For far too long, women with endometriosis have had their symptoms and pain delegitimised by the medical profession. Too often they are told, 'You're just being hysterical,' or that they are hypochondriacs, that the pain will soon settle down, that all women get period pain, that it can't be that bad or, as my young friend Rachel, who suffers badly with this condition, is constantly told by doctors, family and friends, 'Just have a baby; that'll fix it.' Let's be clear: having a baby is not a medical treatment. Rachel is a young, professional woman. She has her own life's plan—a plan that has been hampered by a debilitating condition. Telling a young woman to just have a baby borders on contempt.

Endometriosis causes excruciating pain and can lead to infertility. We've heard through the media of Jessica Panetta, a young woman who suffers from endometriosis and recently described the pain as 'like barbed wires are being pulled through my ribs'. Instances of the medical professional not taking women's pain seriously aren't just anecdotal; they are backed up by evidence.

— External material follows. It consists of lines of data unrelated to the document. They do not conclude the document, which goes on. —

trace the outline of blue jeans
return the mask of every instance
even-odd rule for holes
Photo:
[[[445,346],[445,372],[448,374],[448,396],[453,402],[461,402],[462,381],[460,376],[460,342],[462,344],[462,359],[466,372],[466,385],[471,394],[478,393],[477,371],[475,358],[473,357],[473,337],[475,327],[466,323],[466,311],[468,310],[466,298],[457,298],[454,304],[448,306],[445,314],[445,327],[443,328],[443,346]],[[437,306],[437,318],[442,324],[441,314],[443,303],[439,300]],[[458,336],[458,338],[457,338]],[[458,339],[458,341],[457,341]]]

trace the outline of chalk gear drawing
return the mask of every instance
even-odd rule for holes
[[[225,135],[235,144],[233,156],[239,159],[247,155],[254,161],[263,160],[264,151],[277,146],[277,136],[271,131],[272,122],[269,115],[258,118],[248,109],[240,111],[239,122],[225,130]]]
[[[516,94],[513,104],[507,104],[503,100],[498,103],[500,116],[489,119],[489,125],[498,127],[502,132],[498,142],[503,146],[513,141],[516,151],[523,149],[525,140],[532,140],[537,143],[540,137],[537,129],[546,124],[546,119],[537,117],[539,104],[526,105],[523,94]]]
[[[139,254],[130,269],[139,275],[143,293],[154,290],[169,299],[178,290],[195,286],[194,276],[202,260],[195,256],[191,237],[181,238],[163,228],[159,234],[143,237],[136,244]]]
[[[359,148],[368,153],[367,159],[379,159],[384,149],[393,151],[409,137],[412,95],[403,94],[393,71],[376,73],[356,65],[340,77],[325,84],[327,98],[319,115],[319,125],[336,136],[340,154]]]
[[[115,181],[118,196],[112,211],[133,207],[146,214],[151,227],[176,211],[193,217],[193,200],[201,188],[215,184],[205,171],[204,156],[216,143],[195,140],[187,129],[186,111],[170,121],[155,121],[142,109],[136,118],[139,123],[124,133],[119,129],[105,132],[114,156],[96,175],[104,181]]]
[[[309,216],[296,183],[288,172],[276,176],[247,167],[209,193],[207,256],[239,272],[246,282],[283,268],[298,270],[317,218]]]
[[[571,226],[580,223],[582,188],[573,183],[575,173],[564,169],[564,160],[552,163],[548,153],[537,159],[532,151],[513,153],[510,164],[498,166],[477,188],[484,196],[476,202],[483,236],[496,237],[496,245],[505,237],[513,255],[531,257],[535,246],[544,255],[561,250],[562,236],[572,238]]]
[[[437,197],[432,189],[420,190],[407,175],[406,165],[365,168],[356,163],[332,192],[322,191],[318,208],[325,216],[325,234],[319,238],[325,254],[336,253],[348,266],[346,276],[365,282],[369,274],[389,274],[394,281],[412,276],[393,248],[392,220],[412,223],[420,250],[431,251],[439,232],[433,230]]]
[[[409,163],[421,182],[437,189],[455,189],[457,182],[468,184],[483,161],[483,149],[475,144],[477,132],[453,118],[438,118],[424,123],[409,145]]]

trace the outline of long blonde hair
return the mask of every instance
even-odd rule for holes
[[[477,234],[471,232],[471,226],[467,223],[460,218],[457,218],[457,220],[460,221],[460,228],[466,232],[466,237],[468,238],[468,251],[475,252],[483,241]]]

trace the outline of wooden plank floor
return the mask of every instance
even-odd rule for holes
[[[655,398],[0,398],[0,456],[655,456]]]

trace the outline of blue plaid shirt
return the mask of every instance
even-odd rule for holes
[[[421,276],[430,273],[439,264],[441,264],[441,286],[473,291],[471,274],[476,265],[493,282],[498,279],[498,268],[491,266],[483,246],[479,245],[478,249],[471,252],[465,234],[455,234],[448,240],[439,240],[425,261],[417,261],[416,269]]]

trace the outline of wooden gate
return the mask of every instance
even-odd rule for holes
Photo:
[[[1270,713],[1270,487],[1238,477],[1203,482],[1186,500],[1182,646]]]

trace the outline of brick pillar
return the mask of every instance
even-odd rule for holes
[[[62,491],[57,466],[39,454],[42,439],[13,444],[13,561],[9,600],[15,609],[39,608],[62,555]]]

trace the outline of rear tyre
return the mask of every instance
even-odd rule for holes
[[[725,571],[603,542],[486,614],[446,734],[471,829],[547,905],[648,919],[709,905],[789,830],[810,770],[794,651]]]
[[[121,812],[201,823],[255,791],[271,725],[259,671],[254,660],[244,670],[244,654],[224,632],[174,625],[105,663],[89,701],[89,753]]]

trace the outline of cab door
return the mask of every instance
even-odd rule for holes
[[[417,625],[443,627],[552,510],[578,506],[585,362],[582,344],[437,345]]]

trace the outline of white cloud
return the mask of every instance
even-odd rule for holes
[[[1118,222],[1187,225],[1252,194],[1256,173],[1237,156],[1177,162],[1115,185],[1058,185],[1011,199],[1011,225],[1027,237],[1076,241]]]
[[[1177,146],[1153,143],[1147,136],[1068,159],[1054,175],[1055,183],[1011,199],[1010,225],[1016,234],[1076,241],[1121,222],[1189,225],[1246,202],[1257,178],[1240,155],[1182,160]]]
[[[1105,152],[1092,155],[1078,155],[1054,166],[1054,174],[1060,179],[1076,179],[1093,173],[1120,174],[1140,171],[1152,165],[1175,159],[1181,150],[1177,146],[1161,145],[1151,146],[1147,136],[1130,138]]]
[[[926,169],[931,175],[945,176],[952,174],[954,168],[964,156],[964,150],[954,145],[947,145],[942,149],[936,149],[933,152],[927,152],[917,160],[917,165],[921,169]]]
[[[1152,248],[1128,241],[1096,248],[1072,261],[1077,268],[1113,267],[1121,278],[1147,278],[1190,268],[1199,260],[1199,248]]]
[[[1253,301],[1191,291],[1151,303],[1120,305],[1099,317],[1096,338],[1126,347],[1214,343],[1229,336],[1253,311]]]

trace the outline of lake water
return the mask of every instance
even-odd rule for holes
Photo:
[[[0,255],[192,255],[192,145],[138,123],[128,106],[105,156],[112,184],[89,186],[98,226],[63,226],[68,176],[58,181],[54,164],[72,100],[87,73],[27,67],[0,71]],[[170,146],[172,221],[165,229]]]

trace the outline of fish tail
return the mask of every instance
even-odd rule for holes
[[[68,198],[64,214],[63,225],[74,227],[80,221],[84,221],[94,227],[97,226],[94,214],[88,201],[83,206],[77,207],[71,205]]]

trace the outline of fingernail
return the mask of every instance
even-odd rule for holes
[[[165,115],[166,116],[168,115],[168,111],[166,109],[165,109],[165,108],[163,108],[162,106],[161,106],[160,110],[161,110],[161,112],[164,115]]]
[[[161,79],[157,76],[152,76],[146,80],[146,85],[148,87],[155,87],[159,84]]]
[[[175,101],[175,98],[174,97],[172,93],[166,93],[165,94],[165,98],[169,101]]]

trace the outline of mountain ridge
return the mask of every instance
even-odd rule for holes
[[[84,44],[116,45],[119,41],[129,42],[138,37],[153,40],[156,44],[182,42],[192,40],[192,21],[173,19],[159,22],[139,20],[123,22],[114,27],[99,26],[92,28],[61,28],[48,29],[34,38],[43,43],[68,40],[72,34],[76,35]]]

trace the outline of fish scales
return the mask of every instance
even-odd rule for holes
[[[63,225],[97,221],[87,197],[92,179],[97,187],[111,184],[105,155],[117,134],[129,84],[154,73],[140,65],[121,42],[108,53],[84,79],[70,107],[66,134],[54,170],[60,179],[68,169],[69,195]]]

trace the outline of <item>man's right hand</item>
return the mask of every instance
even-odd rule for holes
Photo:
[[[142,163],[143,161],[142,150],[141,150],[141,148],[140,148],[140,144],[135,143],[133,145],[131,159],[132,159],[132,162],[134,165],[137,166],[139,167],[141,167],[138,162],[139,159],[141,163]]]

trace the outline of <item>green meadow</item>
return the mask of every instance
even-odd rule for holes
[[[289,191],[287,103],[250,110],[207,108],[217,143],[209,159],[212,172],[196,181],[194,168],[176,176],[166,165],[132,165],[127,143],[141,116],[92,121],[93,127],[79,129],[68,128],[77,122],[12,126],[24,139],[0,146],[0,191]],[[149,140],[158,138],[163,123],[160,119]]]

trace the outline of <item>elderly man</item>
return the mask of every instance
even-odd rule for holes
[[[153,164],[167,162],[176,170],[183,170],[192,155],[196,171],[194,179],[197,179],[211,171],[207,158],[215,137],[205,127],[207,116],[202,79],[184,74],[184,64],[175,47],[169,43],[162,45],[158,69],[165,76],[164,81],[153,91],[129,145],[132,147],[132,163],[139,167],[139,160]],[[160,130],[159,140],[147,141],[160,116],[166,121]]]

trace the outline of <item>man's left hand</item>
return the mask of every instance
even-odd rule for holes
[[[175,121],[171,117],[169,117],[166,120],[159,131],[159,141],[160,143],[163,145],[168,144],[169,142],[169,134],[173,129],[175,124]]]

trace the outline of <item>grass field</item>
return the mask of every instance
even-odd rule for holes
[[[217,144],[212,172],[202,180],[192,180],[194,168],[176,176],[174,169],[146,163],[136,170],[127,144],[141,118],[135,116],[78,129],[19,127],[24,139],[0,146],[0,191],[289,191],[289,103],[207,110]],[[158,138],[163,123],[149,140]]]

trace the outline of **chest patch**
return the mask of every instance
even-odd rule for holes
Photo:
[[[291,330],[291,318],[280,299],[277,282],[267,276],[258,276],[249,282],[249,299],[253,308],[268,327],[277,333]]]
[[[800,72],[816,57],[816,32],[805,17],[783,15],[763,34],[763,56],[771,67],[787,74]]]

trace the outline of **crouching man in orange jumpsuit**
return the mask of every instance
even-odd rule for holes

The University of Pennsylvania found that women are less likely to receive pain medication in emergency centres than men, and, when they do get it, they have to wait longer for it. Why is it that we treat men's pain quickly and effectively, yet when women tell us they're in pain we tell them to calm down?

The cruel irony of endometriosis is that early diagnosis is crucial for effective treatment. The average wait time, as we've heard in this chamber this morning, is seven to 10 years. While one in 10 women in Australia wait for diagnosis and treatments, the excruciating pain of endometriosis can take over. Women miss work and school. Their relationships can suffer. They suffer through missed diagnoses and operations. They can even lose complete control of their lives and any plan that they might've had for their future. And they can often lose hope; that is the greatest loss of all.

But women around Australia are saying, 'Enough is enough'. They are angry about the years of inaction, and fantastic women like the members for Forrest, Boothby and Canberra have listened.
They have heard and they are taking much-needed action. This is what we are in this House for: to make legislative changes that make people's lives better, that give them hope, that clear the way for a future.

Endometriosis tells us that while we prioritise men's lives and bodies over those of our women many will continue to suffer through pain and medical inaction. As a registered nurse and a woman, I have personally seen and experienced the indignity of being told—and heard talk of—that female conditions are just 'women's problems'. I am pleased to support a motion that, for endometriosis sufferers, means that change is indeed ahead.